ケルン市では師であるカーラ・ボルフのもと、彼女の薬局で手伝いをしていた。優れた治癒魔法の使い手だったカーラは、同時に魔法で薬を作る魔法薬剤師でもあったのだ。メルルは彼女の指導で魔法を学んでいた。カーラが命を落とすまで……。
あのころも魔法学院など、専門の学校に通っていなかったので資格の類はいっさいない。ただ知識があるだけだ。もちろん、それだけでは社会に通用しないことは知っている。
「君の師も変わり者だったようだな」
ヒルディーはつぶやくように言った。いつの間にか一枚の書類を手にして見つめている。
「君に資格をとらせる勉強はさせず、ひたすら店の手伝いだけをさせているじゃないか。よく、それだけで少しでも魔法が使えるようになったものだな」
褒められているのか、けなされているのかわからない。
「それが、先生の指導法でした。何も教えてもらっていないように思えるでしょうが、私は先生からたくさんのことを教えてもらいました。魔法と直接関係のないことでも、いつの間にか魔法につながっていたなんて、しょっちゅうのことでしたから」
この言葉に嘘はない。メルルは本当にたくさんのことをカーラから学んだ。本当はそのままずっと教えてもらいたかったのだが……。
「君の先生の指導法を批判するつもりはない」
ヒルディーは書類を机の上に置きながら言った。
「しかし、現時点で君を雇っていいと言える根拠が乏しいのだ。熱意は買うが、ね」
「でしたら、ここで下働きでも何でもさせてください!」
メルルはさらに身を乗り出した。「探偵の仕事は、下働きをしながら覚えますから!」
「魔法薬局で魔法を覚えたように、か」
ヒルディーの言葉にメルルは力強くうなずいた。「ええ!」
「ヒルディー。その子に試験でも受けさせてみたら?」
とつぜん背後から声が聞こえ、メルルは振り返った。
事務所に入ったとき、応対してくれた女性だ。
女性、と言ってもかなり若い。いや、幼く見える。ひょっとすると自分より年下なのではと思えるほどだ。
フリルのついた可愛らしい黒いドレスを身に着け、まるでお人形さんのように見える。漆黒の長い髪は縦方向に巻いており、それが彼女の幼い印象をさらに際立たせていた。
さっき、応対してくれたときも名前を聞いていたが、たしか……。
「何を言う、コーデリア」
ヒルディーは顔をしかめた。
そうだ。コーデリア・グレイス。彼女もこの事務所の探偵だそうだ。こんなに若いひとだって働いているのだから私だって……。

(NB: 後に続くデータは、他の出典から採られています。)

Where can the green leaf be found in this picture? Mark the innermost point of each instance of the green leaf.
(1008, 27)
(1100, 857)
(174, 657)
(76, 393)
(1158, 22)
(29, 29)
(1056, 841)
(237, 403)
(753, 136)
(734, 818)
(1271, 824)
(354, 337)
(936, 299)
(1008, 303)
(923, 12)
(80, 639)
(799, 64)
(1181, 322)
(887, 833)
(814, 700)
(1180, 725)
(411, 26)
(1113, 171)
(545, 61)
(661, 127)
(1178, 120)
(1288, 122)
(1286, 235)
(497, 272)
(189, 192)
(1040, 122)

「先に言っておくが、コーデリアは私と同い年で未成年者じゃない。ちなみに私は28だ」
メルルの考えが読めたのか、ヒルディーはそんなことを言った。その言葉の意味がメルルの頭に浸み込むのに少し時間がかかった。
「え?」メルルは思わず振り返った。ヒルディーが28歳? 28歳とは思えない貫禄があるがそれよりも……。

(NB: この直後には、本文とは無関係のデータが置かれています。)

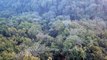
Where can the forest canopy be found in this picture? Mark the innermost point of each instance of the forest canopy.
(53, 30)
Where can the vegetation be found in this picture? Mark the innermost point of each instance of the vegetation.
(53, 30)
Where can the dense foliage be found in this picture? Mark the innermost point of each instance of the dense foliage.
(53, 30)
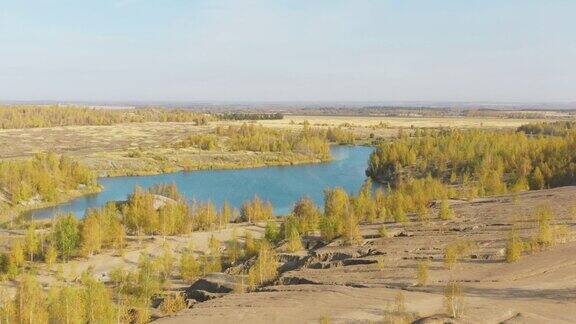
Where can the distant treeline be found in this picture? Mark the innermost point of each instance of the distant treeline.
(45, 177)
(249, 137)
(249, 116)
(559, 128)
(52, 116)
(479, 162)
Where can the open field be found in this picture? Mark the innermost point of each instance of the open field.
(404, 122)
(347, 284)
(146, 148)
(134, 149)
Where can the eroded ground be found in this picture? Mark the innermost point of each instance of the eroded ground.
(347, 284)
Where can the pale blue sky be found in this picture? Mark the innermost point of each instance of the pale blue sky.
(288, 50)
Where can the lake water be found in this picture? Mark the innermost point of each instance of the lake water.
(281, 185)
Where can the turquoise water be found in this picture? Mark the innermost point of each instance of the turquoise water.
(281, 185)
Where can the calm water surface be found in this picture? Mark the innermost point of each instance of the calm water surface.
(281, 185)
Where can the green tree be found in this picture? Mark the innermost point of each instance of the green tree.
(66, 235)
(32, 242)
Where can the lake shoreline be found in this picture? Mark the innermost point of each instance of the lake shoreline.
(282, 183)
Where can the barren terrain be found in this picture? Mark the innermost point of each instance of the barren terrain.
(347, 284)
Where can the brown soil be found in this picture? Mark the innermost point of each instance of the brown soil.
(346, 284)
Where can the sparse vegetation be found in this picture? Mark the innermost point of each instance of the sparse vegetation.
(27, 116)
(454, 299)
(422, 273)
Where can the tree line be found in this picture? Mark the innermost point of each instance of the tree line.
(249, 116)
(162, 210)
(559, 128)
(29, 116)
(478, 162)
(46, 177)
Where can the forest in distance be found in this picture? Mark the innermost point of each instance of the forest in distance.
(159, 244)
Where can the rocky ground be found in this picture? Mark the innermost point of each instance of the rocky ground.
(343, 284)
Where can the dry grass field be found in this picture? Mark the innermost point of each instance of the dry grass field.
(146, 148)
(360, 284)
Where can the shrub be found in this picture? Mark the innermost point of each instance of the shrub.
(455, 251)
(272, 232)
(446, 211)
(454, 299)
(422, 273)
(172, 304)
(294, 243)
(383, 231)
(66, 235)
(189, 267)
(265, 268)
(514, 246)
(256, 210)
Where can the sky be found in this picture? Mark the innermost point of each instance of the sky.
(288, 50)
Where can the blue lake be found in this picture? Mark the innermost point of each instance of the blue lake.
(281, 185)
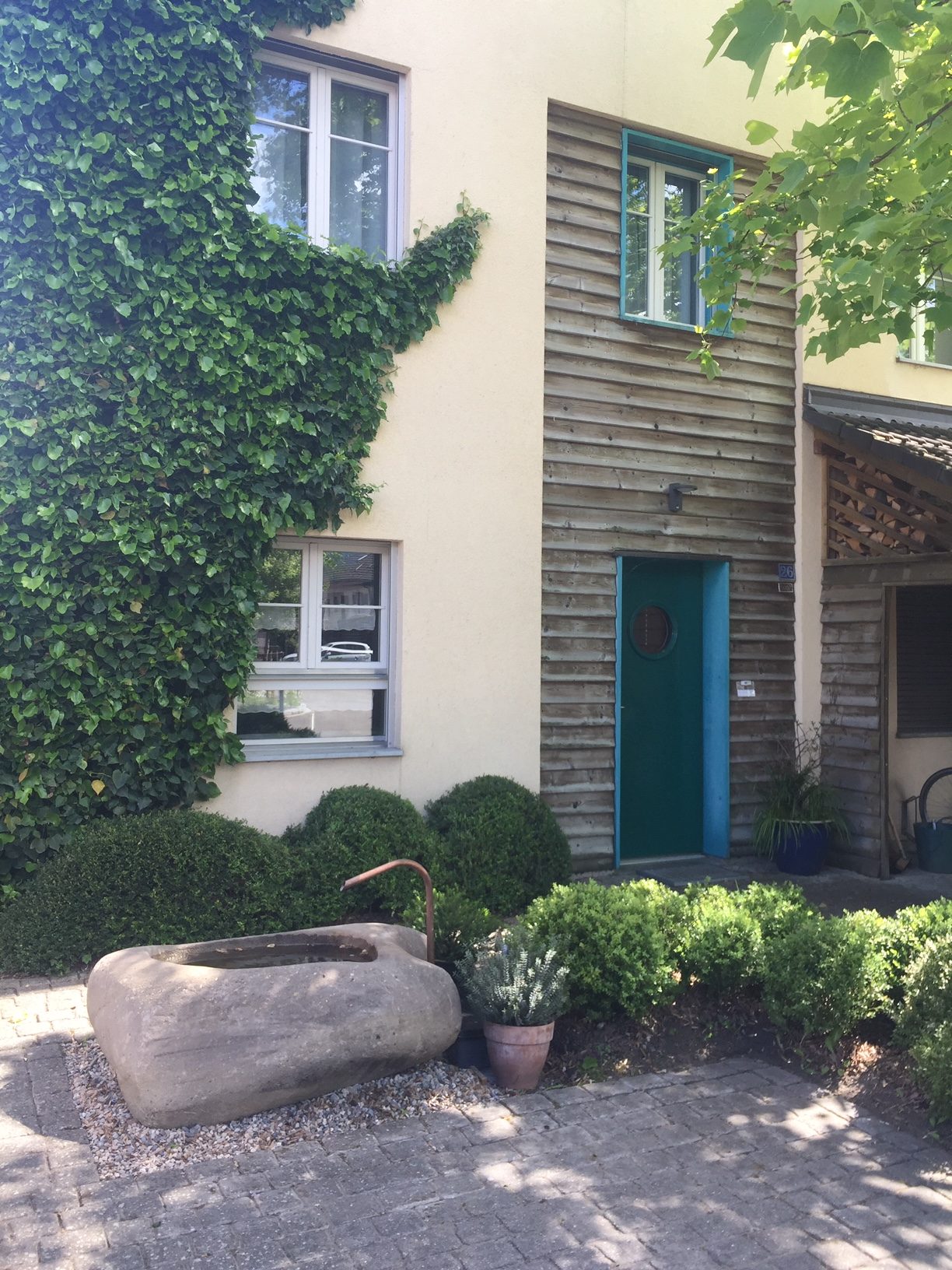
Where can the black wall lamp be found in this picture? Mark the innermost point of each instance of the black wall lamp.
(676, 502)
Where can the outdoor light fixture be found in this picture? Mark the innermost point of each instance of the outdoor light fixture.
(676, 503)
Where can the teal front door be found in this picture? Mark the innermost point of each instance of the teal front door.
(660, 724)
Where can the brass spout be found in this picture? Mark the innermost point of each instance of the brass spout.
(427, 886)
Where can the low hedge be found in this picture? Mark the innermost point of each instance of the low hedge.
(458, 922)
(163, 878)
(720, 944)
(498, 842)
(614, 942)
(825, 974)
(355, 828)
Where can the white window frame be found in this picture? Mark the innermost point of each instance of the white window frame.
(655, 239)
(321, 74)
(313, 671)
(918, 353)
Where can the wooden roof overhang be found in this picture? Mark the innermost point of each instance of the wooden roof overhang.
(889, 474)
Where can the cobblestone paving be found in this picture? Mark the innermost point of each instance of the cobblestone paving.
(733, 1165)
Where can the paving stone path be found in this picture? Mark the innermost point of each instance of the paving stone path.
(731, 1165)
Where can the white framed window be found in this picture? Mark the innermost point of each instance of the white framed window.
(663, 181)
(327, 156)
(324, 679)
(929, 346)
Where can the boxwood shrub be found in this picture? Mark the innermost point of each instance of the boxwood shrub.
(773, 906)
(825, 974)
(905, 936)
(355, 828)
(721, 945)
(611, 938)
(927, 997)
(163, 878)
(498, 842)
(458, 922)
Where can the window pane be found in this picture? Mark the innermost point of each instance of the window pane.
(355, 713)
(351, 635)
(351, 578)
(941, 351)
(278, 617)
(279, 174)
(278, 633)
(636, 267)
(359, 114)
(681, 196)
(281, 577)
(681, 293)
(283, 96)
(636, 240)
(638, 188)
(359, 197)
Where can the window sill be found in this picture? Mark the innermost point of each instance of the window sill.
(676, 325)
(282, 751)
(932, 366)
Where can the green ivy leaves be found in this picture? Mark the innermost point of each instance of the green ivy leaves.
(180, 383)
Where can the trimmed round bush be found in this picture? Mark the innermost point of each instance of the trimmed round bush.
(721, 945)
(163, 878)
(825, 974)
(498, 842)
(355, 828)
(612, 944)
(458, 922)
(927, 992)
(907, 934)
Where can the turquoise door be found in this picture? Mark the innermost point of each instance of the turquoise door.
(660, 721)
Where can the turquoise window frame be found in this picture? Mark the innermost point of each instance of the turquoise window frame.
(644, 145)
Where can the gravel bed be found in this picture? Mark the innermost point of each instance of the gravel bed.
(122, 1147)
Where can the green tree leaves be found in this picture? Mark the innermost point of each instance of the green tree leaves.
(867, 183)
(180, 381)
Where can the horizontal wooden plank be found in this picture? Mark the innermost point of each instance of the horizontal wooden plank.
(625, 416)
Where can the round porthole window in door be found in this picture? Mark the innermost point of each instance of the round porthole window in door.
(652, 631)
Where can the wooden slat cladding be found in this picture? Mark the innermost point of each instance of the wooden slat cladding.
(625, 416)
(851, 715)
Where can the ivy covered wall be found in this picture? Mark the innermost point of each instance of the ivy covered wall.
(179, 381)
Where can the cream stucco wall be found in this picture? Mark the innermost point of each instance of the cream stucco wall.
(460, 456)
(877, 369)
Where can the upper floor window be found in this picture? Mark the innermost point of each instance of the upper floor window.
(324, 662)
(928, 345)
(663, 181)
(325, 156)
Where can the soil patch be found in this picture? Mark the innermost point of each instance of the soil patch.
(697, 1028)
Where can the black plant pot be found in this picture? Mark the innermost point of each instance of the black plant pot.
(803, 847)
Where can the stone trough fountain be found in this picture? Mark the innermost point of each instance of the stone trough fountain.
(206, 1033)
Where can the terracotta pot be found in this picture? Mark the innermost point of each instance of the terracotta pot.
(518, 1054)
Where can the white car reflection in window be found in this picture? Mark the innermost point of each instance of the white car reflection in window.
(347, 651)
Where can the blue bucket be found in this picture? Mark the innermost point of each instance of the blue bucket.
(933, 840)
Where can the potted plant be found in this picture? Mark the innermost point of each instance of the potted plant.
(516, 986)
(800, 813)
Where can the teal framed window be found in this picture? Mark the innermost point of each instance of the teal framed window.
(663, 181)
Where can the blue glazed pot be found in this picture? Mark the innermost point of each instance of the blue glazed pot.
(803, 851)
(933, 841)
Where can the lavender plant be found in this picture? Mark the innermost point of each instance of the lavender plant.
(514, 980)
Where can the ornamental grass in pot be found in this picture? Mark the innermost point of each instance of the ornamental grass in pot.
(516, 986)
(800, 813)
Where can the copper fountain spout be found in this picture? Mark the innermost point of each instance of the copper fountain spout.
(427, 886)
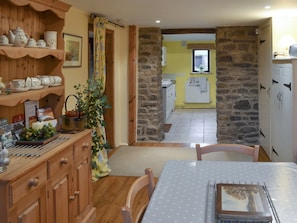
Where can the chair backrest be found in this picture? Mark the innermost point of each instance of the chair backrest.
(144, 181)
(248, 150)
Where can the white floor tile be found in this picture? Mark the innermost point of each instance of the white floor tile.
(192, 126)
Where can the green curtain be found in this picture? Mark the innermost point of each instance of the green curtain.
(100, 167)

メルルはふたたびコーデリアに視線を向ける。ヒルディーと同い年ということはコーデリアも28歳ということになる。私よりひと回り以上も年上だ!
「……王都で暮らしていると年をとらなくなるんですか?」
「そんなことはない」ヒルディーはすぐさま否定した。
「話を戻さない?」
コーデリアが口を挟んだ。「試験を受けさせてみたら、と言ったんだけど」
「試験なんて用意していないぞ」
ヒルディーはしかめ面のままだ。
「ヒルディーは未成年の女の子を雇うことが嫌なの?」
コーデリアはどこか眠そうな声で尋ねた。「だって、レトが探偵になったとき、彼は18になったばかりだよ」
続けて、「この国で一人前の大人として認められるのは20歳からじゃなかった?」
「レトは例外だ」
ヒルディーはむすっとした表情で答えた。
「この事務所を立ち上げたとき、メンバーにレトを加えることは王太子殿下直々の指定だったからな」
その声には不快の感情がにじみ出ていた。「『あの』王太子殿下直々だ」いまいましそうに繰り返す。
コーデリアの提案で少しは事態が好転したかと思ったが、どうも雲行きが怪しくなってきた。このままでは何かうやむやのうちに不採用になりそうだ。
「あの……」
おずおずとメルルが手をあげかけたときだ。
大きな音を立てて扉が開いた。あまりの大きさにメルルはあげかけた姿勢のままで硬直してしまった。
「もう! ここに厄介ごとを持ち込まないでよ!」
大声をあげながら事務所に入ってきたのは若い女性だ。少し怒っているような顔つきをしている。その後ろを、「そんなこと言わないで助けてくれよー」と若い男も入ってきた。